L’accesso all’applicazione web di whistleblowing si basa su un software open source e avviene attraverso sistemi che, quando non vengono correttamente configurati, registrano e conservano i dati di navigazione degli utenti e consentono l’identificazione di chi la utilizzava, tra cui i potenziali segnalanti.
La struttura sanitaria sanzionata dal Garante, oltre a tale errata configurazione, non aveva provveduto a informare preventivamente i lavoratori in merito al trattamento dei dati personali (effettuato per finalità di segnalazione degli illeciti) e non aveva effettuato una valutazione di impatto privacy. Infine, è emersa una non corretta gestione delle credenziali di autenticazione per l’accesso all’applicazione web di whistleblowing da parte del Responsabile della prevenzione della corruzione e della trasparenza (Rpct), durante la fase di transizione con il suo successore.

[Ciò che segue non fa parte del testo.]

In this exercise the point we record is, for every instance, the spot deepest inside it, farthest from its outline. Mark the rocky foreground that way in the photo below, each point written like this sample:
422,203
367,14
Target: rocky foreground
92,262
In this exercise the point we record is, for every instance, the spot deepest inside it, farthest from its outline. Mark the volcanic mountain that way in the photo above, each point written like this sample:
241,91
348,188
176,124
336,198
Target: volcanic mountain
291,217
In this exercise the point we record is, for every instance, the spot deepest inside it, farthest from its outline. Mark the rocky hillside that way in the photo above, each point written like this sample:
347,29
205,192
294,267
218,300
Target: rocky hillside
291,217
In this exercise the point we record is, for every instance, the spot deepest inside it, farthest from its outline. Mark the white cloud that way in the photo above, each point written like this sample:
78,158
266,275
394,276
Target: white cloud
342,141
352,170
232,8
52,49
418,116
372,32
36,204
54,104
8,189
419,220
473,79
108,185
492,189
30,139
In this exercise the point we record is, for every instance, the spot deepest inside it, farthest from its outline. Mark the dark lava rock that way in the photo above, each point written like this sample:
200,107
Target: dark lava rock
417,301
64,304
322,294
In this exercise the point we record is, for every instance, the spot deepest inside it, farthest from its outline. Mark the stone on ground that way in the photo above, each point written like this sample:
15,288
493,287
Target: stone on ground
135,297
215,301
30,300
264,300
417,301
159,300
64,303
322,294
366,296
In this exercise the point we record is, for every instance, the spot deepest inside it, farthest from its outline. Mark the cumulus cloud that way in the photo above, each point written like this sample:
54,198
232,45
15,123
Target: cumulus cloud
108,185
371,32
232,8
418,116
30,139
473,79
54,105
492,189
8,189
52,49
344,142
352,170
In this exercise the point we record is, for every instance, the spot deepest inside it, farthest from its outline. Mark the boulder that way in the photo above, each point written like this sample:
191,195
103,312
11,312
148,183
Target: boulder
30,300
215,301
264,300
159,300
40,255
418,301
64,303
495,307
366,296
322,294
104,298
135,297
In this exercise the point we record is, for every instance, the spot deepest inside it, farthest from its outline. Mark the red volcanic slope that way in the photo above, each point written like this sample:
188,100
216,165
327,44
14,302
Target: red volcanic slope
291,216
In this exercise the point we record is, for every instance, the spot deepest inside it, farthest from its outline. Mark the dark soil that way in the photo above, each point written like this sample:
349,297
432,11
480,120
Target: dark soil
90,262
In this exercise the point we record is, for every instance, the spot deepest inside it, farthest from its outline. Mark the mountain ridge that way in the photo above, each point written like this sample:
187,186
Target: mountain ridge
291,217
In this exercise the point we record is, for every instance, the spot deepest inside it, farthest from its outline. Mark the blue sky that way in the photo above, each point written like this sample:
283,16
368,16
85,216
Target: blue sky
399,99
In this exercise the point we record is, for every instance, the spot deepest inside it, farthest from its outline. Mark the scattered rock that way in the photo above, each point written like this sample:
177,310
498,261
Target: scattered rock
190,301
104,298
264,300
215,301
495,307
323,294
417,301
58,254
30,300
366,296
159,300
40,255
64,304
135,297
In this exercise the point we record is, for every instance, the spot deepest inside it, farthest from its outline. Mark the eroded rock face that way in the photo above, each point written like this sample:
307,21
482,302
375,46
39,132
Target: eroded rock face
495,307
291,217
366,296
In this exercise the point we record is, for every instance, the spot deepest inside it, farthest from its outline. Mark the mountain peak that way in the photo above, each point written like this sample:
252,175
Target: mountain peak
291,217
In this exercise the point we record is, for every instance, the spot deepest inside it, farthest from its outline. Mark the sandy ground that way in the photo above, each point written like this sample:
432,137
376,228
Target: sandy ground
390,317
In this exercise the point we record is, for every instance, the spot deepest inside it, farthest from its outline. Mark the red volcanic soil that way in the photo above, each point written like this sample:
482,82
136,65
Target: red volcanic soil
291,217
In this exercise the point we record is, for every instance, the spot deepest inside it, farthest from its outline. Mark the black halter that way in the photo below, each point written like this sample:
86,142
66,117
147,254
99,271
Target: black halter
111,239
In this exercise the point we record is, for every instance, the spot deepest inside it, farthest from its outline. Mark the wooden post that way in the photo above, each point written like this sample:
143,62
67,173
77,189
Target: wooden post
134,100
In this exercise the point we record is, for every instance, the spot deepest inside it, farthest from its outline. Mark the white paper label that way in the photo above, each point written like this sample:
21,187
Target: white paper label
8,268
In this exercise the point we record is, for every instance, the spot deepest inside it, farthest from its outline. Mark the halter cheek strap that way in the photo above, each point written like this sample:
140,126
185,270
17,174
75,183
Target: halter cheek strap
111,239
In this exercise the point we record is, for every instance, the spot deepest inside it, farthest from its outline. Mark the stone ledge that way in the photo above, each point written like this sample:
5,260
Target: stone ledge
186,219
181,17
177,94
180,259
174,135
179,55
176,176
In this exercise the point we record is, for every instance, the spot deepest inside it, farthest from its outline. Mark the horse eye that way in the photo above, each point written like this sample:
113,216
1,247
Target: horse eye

La società informatica, che forniva all’azienda ospedaliera l’applicazione web di whistleblowing, durante i controlli è risultata responsabile di illeciti. Infatti, la società aveva utilizzato un fornitore esterno per il servizio di hosting dei sistemi che ospitavano l’applicativo senza dare specifiche istruzioni sul trattamento dei dati degli interessati e senza darne notizia alla struttura sanitaria. Il medesimo servizio di hosting, inoltre, è stato utilizzato per finalità interne come la gestione del rapporto di lavoro con i dipendenti o la gestione contabile e amministrativa. In entrambi i casi, senza regolare il rapporto e l’uso dei dati.
Il Garante ha sanzionato sia la struttura sanitaria sia la società informatica, con una multa di 40.000 euro, concedendo 30 giorni alla società informatica per adeguare il rapporto con il fornitore del servizio di hosting alla normativa sulla protezione dei dati personali.